Oil, EPA don't mix at energy hearings

By Kris Bevill | April 15, 2010
Posted May 3, 2010

In his April 28 testimony to the House Subcommittee on Energy and the Environment, Charles Drevna, president of the National Petrochemical & Refiners Association, warned subcommittee members not to financially pressure the domestic oil industry through clean energy policies. "I don't believe Congress wants to over-tax or over-regulate the industry into extinction, only to see them replaced by their foreign competitors exporting their products to our shores," he said. "But make no mistake: Overzealous policies could have disastrous effects and become a self-inflicted wound as our country struggles to climb out of the Great Recession," he added.

The subject of the subcommittee's hearing was "Clean Energy Policies that Reduce U.S. Dependence on Oil." Drevna, who was defensive in his testimony from the beginning, suggested that the focus be altered to review "affordable" and "economically sensible" policies, which includes an increase of domestic oil production. "It's indisputable that petroleum-based fuels are abundant, easily accessible and very efficient," he said. "Until alternative energy sources can make that claim, we not only should, but must and will continue to use these resources wisely and efficiently for decades to come."

Drevna painted a grim picture of what the U.S. economy would experience if the U.S. EPA is allowed to regulate GHG emissions under the Clean Air Act. "Regulation of stationary sources under the CAA would overwhelm state and local permitting offices, halting business growth and expansion," he said. "New business and industry would not be built, and existing business would not expand. Further, refining and petrochemical facility upgrades and related equipment modifications, including those to comply with future fuel regulations and those to modernize facilities, would likely be hamstrung by CAA GHG control regulations and permitting requirements."

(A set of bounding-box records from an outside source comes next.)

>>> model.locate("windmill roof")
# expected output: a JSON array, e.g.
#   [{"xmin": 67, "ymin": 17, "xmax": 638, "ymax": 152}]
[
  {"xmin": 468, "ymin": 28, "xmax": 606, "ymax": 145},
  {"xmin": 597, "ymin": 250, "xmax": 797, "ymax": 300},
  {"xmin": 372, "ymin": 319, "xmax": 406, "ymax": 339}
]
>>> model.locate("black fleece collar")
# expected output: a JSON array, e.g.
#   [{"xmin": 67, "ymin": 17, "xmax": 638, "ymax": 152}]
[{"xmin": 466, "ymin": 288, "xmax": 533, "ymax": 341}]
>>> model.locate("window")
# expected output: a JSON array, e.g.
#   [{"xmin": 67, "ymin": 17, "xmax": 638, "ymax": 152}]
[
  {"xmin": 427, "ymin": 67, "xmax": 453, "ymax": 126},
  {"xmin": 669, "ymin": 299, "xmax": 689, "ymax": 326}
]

Earlier in the hearing, EPA Administrator Lisa Jackson reminded subcommittee members that if Congress nullifies the EPA's endangerment finding on GHGs, it will also severely impact the U.S. automotive industry by removing the EPA's tailpipe emissions standard. "Eliminating the EPA standard would forfeit one-quarter of the combined EPA-U.S. Department of Transportation program's fuel savings and one-third of its greenhouse gas emissions cuts," Jackson said. "California and other states that have adopted California's greenhouse gas emissions standard would almost certainly respond by enforcing that standard within their jurisdictions, leaving the automobile industry without the nationwide uniformity that it has described as vital to its business."

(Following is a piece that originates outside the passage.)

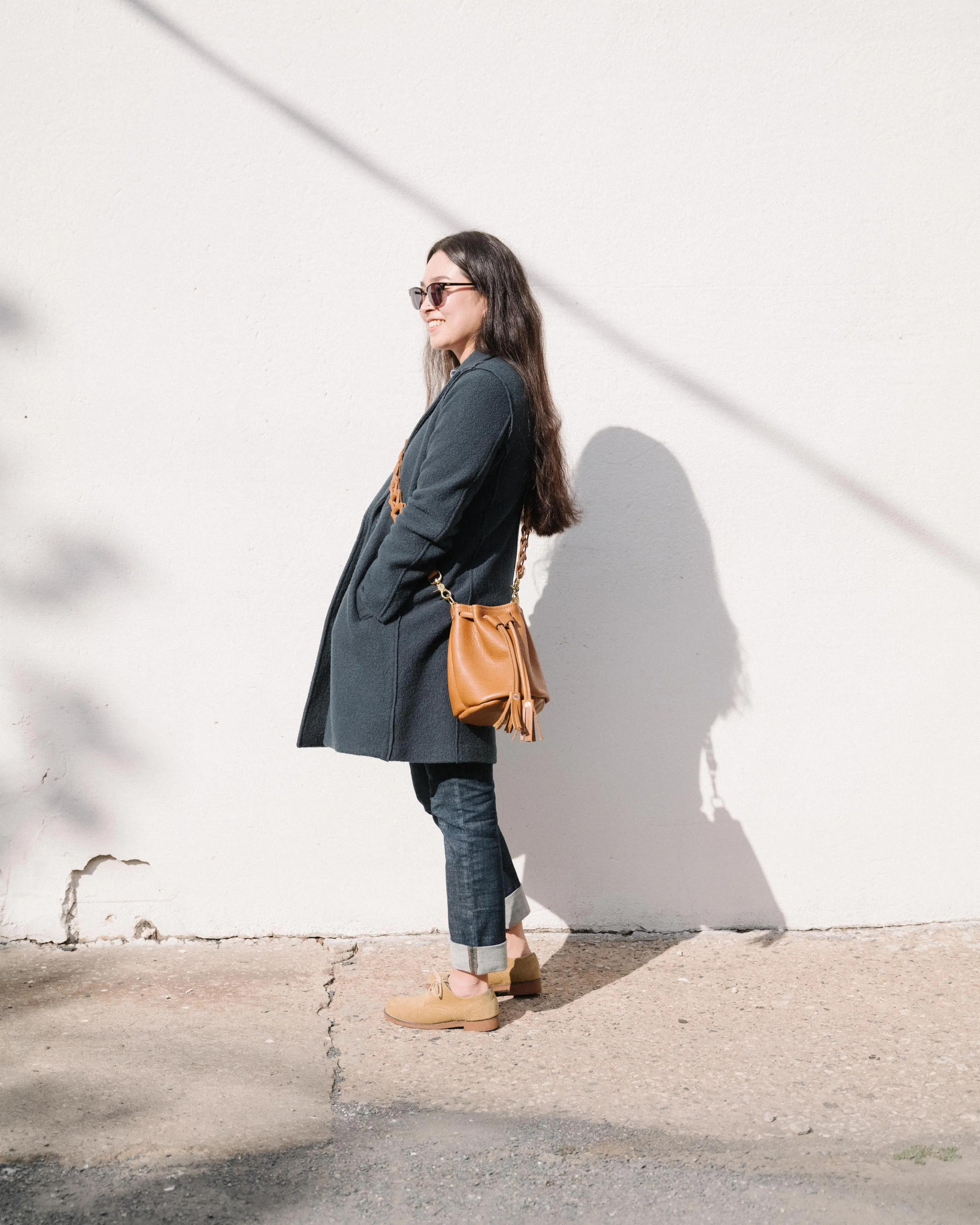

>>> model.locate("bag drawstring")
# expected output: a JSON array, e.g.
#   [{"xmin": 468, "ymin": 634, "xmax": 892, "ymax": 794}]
[{"xmin": 494, "ymin": 621, "xmax": 541, "ymax": 742}]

On the Senate side of the chamber, Energy Secretary Steven Chu testified at a Senate Energy and Water Development Subcommittee hearing April 28, where he stressed the importance of developing a domestic clean energy sector. "China largely missed out on the IT revolution, but it is playing to win in the clean energy race," Chu said. "For the sake of our economy, our security, and our environment, America must develop decisive policies that will allow us not only to compete in this clean energy race, but to become the leader in providing clean energy technology to the world."

Chu recommended that legislators develop policies with two priorities: accelerating innovation and driving private sector investment in clean energy. Among other items, he testified that carbon capture and sequestration barriers need to be addressed and overcome, and that the government must financially support research and development of clean energy technologies.

After reciting his list of recommendations, Chu finished by stating that the one key element which must be included in U.S. energy policy is a cap on carbon emissions that becomes more stringent over time, which will provide industry the regulatory certainty that is currently lacking. He provided an example of a hypothetical utility company that must replace an old, coal-fired power plant, but has to decide whether to make the investment now or later. "Eventually, there will be a [carbon] cost, but if you didn't know when, you would try to limp along with the old coal plant until you knew what the costs would be and how they would be structured," Chu said. "Providing certainty will drive investment and job creation today as well as the changes we need in our energy mix over the long term."